I am stuck with the same problem. I searched and searched in stackExchange and Google, and I did not find anything explicitly explaining how the odds ratio in fisher.test()
is calculated. This is not a complete answer, but it provides something useful to the discussion.
One thing is clear, fisher.test()
calculates a completely different odds ratio with a different (and more complicated) method.
If you write fisher.test
in R Console and press Enter, the output will be the complete code of the function fisher.test()
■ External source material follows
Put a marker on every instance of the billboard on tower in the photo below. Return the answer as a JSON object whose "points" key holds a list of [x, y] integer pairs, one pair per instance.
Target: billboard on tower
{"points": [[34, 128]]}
. The interesting part concerning our doubt is:
m <- sum(x[, 1L])
n <- sum(x[, 2L])
k <- sum(x[1L, ])
x <- x[1L, 1L]
lo <- max(0L, k - n)
hi <- min(k, m)
support <- lo:hi #Interval of definition of Hypergeometric Distribution
logdc <- dhyper(support, m, n, k, log = TRUE) #log of Hypergeometric Probability Function
dnhyper <- function(ncp) {
d <- logdc + log(ncp) * support
d <- exp(d - max(d))
d/sum(d)
}
mnhyper <- function(ncp) {
if (ncp == 0)
return(lo)
if (ncp == Inf)
return(hi)
sum(support * dnhyper(ncp))
}
mle <- function(x) {
if (x == lo)
return(0)
if (x == hi)
return(Inf)
mu <- mnhyper(1)
if (mu > x)
uniroot(function(t) mnhyper(t) - x, c(0, 1))$root
else if (mu < x)
1/uniroot(function(t) mnhyper(1/t) - x, c(.Machine$double.eps,
1))$root
else 1
}
Well, if you
- Define
x = matrix(c(3, 6, 5, 6), nrow=2)
- Run every line of the code extracted from
fisher.test
in order
- Run
mle(x)
You get 0.6155891
. So this is how the odds ratio in fisher.test
is calculated. However, I do not understand the algorithm. I have not found any article explaining it, and it does not seems possible to translate it to a "simple" mathematical formula.